This time, Quirke sets out to find the truth behind the murder of Richard Jewell, a much-despised newspaper tycoon whose gunshot-to-the-head “suicide” screams foul play. Jewell’s wife, the wonderfully disaffected—i.e., French—Françoise,seems an obvious suspect (though this doesn’t stop Quirke from becoming romantically entwined with her), as do a whole host of individuals ranging from lowly Dublin goons to men and women of prominent social standing. Quirke’s daughter, Phoebe, and assistant, Sinclair, also take roles in the investigation, and Black gracefully moves between his characters in a fashion that leaves readers hanging on his words and hungering for more.

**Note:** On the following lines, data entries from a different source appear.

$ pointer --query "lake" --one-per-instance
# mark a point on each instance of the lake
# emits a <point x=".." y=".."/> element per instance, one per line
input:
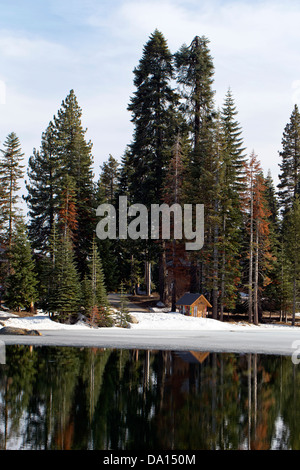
<point x="60" y="398"/>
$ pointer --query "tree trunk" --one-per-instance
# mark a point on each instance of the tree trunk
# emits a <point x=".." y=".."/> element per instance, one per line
<point x="256" y="280"/>
<point x="251" y="259"/>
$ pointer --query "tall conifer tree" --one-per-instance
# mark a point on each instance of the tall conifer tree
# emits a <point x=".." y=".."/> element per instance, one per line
<point x="155" y="117"/>
<point x="11" y="171"/>
<point x="21" y="284"/>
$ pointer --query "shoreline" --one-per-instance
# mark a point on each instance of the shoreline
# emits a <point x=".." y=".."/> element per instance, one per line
<point x="265" y="341"/>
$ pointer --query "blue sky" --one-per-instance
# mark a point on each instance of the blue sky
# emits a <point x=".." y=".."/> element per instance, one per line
<point x="49" y="47"/>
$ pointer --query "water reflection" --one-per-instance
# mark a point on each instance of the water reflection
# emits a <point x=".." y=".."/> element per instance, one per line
<point x="71" y="398"/>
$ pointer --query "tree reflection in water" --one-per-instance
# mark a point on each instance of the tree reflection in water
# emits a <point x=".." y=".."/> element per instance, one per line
<point x="72" y="398"/>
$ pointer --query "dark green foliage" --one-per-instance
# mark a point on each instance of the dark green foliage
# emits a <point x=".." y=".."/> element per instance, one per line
<point x="153" y="108"/>
<point x="11" y="171"/>
<point x="95" y="300"/>
<point x="65" y="295"/>
<point x="290" y="162"/>
<point x="21" y="284"/>
<point x="123" y="315"/>
<point x="42" y="188"/>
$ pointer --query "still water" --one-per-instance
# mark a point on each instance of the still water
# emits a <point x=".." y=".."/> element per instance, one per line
<point x="71" y="398"/>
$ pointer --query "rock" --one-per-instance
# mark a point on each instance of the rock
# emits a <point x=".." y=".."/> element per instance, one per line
<point x="10" y="330"/>
<point x="133" y="319"/>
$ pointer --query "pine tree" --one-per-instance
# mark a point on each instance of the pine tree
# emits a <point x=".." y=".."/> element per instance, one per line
<point x="123" y="312"/>
<point x="108" y="181"/>
<point x="64" y="156"/>
<point x="42" y="191"/>
<point x="75" y="161"/>
<point x="11" y="171"/>
<point x="21" y="284"/>
<point x="290" y="162"/>
<point x="292" y="250"/>
<point x="195" y="72"/>
<point x="65" y="296"/>
<point x="95" y="296"/>
<point x="259" y="253"/>
<point x="154" y="116"/>
<point x="67" y="215"/>
<point x="232" y="181"/>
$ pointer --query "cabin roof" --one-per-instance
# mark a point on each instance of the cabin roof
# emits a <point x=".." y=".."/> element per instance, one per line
<point x="189" y="299"/>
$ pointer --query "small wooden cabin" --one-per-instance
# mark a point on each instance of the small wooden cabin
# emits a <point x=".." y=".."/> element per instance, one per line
<point x="194" y="305"/>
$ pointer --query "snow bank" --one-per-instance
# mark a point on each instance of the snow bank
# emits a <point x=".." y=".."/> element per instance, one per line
<point x="156" y="320"/>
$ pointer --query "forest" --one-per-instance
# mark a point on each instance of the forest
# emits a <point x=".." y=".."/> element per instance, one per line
<point x="183" y="150"/>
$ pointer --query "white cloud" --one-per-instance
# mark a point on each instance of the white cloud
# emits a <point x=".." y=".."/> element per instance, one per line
<point x="254" y="46"/>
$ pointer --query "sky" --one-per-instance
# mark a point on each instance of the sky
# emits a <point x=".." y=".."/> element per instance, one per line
<point x="49" y="47"/>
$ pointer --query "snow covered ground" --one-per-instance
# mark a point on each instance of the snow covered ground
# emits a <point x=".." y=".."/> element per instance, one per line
<point x="155" y="320"/>
<point x="159" y="330"/>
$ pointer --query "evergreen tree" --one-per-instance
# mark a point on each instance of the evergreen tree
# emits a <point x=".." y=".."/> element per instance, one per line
<point x="290" y="162"/>
<point x="64" y="156"/>
<point x="123" y="312"/>
<point x="292" y="250"/>
<point x="65" y="297"/>
<point x="232" y="181"/>
<point x="108" y="181"/>
<point x="21" y="284"/>
<point x="154" y="116"/>
<point x="257" y="221"/>
<point x="42" y="191"/>
<point x="67" y="215"/>
<point x="273" y="289"/>
<point x="94" y="291"/>
<point x="156" y="121"/>
<point x="195" y="72"/>
<point x="75" y="161"/>
<point x="11" y="171"/>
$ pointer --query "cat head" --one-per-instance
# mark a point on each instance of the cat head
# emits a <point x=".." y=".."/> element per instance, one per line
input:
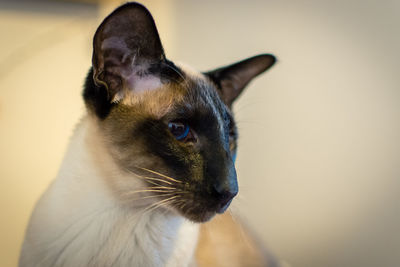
<point x="167" y="125"/>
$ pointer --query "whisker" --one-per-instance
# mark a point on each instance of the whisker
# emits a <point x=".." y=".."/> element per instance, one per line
<point x="158" y="204"/>
<point x="148" y="178"/>
<point x="160" y="174"/>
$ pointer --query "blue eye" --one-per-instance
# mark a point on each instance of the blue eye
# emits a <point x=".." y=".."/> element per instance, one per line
<point x="179" y="129"/>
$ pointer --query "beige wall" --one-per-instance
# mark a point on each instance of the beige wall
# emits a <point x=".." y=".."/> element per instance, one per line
<point x="319" y="151"/>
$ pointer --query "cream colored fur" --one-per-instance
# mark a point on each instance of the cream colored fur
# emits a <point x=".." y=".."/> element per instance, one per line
<point x="80" y="221"/>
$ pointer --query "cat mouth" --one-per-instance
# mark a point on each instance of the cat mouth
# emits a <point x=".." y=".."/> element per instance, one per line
<point x="201" y="211"/>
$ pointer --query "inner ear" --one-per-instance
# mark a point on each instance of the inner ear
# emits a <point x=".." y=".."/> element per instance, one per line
<point x="232" y="79"/>
<point x="127" y="52"/>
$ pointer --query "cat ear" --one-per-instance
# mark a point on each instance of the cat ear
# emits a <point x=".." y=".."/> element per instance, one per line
<point x="126" y="49"/>
<point x="232" y="79"/>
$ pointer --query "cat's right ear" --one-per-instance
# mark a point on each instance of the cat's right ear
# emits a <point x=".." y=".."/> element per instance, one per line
<point x="126" y="47"/>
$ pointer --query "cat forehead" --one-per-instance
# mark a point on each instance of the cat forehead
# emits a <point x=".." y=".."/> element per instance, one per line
<point x="194" y="91"/>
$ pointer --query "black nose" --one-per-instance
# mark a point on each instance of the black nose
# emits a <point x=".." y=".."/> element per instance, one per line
<point x="225" y="191"/>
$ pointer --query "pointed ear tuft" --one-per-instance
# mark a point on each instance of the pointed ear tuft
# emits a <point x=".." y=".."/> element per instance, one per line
<point x="126" y="45"/>
<point x="232" y="79"/>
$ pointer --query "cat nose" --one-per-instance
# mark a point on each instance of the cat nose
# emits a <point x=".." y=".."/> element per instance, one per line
<point x="226" y="190"/>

In short, A Death in Summer does everything that a good mystery should do: tantalize without conspicuously withholding, divulge clues in measured and surprising ways and interweave the lives and woes of the series’ recurring characters. Moreover, Black stands out within his genre by gesturing towards social issues larger than each book itself—in this case, the era’s unspoken prejudices and great evils and misconduct within the Church and clergy—without letting such moral quandaries overtake the story.

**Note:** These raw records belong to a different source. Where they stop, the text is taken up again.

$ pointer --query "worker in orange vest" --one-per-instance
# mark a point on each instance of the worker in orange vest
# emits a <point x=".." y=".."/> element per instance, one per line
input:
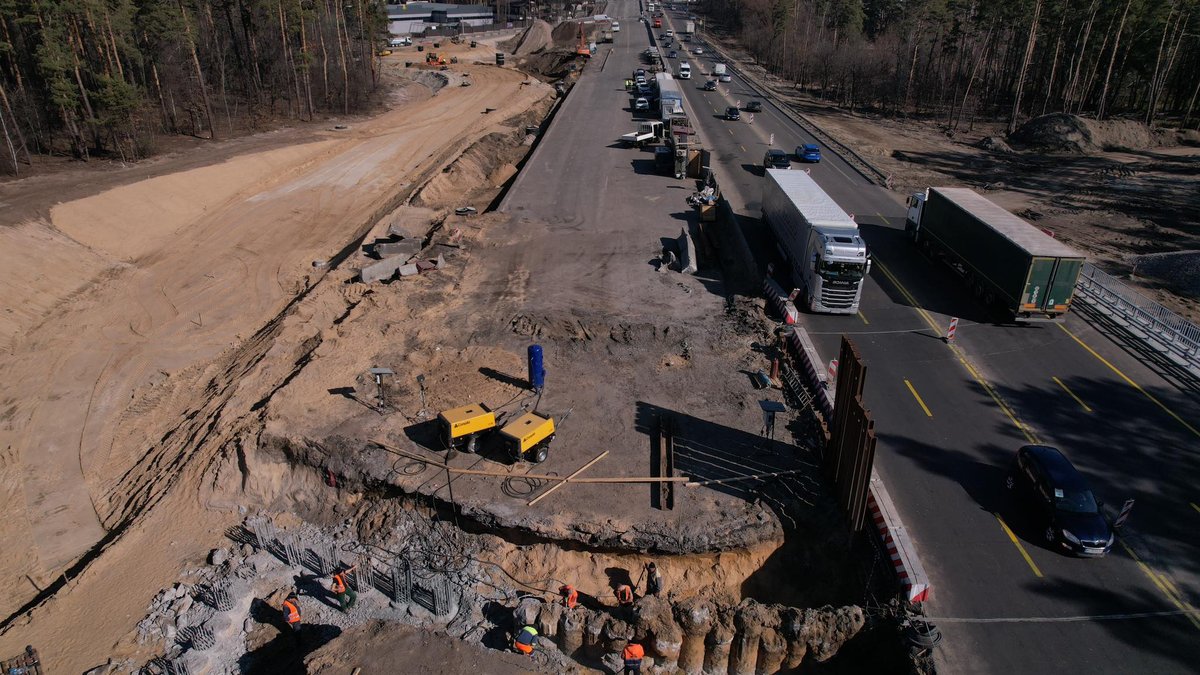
<point x="633" y="655"/>
<point x="346" y="596"/>
<point x="570" y="596"/>
<point x="624" y="595"/>
<point x="525" y="639"/>
<point x="292" y="613"/>
<point x="653" y="579"/>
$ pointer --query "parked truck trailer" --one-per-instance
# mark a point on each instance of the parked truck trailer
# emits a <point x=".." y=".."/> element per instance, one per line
<point x="670" y="96"/>
<point x="821" y="243"/>
<point x="1006" y="261"/>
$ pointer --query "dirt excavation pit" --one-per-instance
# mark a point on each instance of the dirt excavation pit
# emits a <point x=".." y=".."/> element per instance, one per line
<point x="424" y="579"/>
<point x="306" y="460"/>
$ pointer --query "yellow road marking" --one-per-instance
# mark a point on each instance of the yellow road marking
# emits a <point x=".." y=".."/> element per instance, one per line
<point x="1017" y="543"/>
<point x="937" y="330"/>
<point x="1132" y="383"/>
<point x="1164" y="585"/>
<point x="1078" y="400"/>
<point x="916" y="395"/>
<point x="1159" y="581"/>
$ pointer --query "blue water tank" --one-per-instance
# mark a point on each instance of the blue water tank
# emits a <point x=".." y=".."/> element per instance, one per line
<point x="537" y="371"/>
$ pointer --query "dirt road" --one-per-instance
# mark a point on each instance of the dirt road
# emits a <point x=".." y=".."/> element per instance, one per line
<point x="123" y="308"/>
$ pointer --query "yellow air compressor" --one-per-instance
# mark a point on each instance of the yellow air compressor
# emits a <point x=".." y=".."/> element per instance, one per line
<point x="462" y="426"/>
<point x="527" y="437"/>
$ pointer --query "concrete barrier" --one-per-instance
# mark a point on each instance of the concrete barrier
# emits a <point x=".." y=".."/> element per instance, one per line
<point x="687" y="252"/>
<point x="779" y="300"/>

A welcome voice in the mystery genre, Black has established a series worth following and a central character worth coming back to.
Working just a smidgeon outside the law, Casey Woods’ crew of experts, “Forensic Instincts,” tackles the daunting case of a kidnapped kindergartener, Krissy, in Andrea Kane’s The Girl Who Disappeared Twice. Years before, Krissy’s six-year-old aunt was also kidnapped—and never heard from again. Now Krissy’s mother, family court judge Hope Willis, desperately seeks help, official or otherwise, to locate her missing daughter.
FI tackles the job with all the esprit that comes naturally to a psychologist, an almost-super-skilled techno-savant and a former Navy SEAL (not to mention Hero the bloodhound). Assembling the disparate facts of Krissy’s disappearance, they form a picture that confronts the guilty, satisfies the romantic and brings a gratifying answer to the whole puzzle.
Known for her ability to seamlessly combine the emotional and technical threads of her stories, Kane succeeds once again with The Girl Who Disappeared Twice.